Hearing preservation in congenital cholesteatoma with labyrinthine erosion has been reported [4]. In these cases, it is presumed that the utriculoendolymphatic valve closes and plays a role in protecting the cochlea. Hearing preservation in our case of congenital intralabyrinthine cholesteatoma with such diffuse involvement of the labyrinth was not possible. Future case studies of congenital intralabyrinthine cholesteatoma will be needed to determine whether hearing preservation in patients with less disease extension is possible.

Diagnosis of congenital intralabyrinthine cholesteatoma should be suspected in patients with unilateral conductive hearing loss, as in our case, or anacusis. A mesotympanic mass may not be seen behind an intact tympanic membrane. This case underscores the importance of HRCT imaging in patients with conductive hearing impairment. In congenital intralabyrinthine cholesteatoma, HRCT imaging may reveal dilated intralabyrinthine spaces. The conductive hearing impairment is presumed to be of inner ear origin. Vestibulopathy may or may not be present depending on the degree of central vestibular compensation.
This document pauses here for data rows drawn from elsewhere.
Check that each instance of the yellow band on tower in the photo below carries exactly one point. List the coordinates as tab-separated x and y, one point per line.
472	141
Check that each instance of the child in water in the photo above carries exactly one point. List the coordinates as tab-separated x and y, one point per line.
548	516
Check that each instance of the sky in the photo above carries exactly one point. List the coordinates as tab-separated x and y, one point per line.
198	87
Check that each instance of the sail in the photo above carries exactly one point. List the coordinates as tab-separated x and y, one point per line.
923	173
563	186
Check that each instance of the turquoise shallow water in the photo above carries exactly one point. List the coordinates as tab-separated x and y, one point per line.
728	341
The diagnosis can only be confirmed intraoperatively. Resulting anacusis can be habilitated with use of CROS (contralateral routing of signal) technology or with osseointegrated implants. Postoperative vestibulopathy resolves with central vestibular compensation. In some cases, vestibular rehabilitation may hasten recovery.

4. Conclusion

Congenital intralabyrinthine cholesteatoma is exceedingly rare. Suspicion should be aroused in patients with unilateral conductive hearing loss or anacusis. HRCT of the temporal bone can reveal a lesion within the labyrinth with dilation of the intralabyrinthine space. It is the author’s opinion that, in most cases, hearing preservation with surgery is not possible.

Conflict of Interests

The authors declare that there is no conflict of interests regarding the publication of this paper.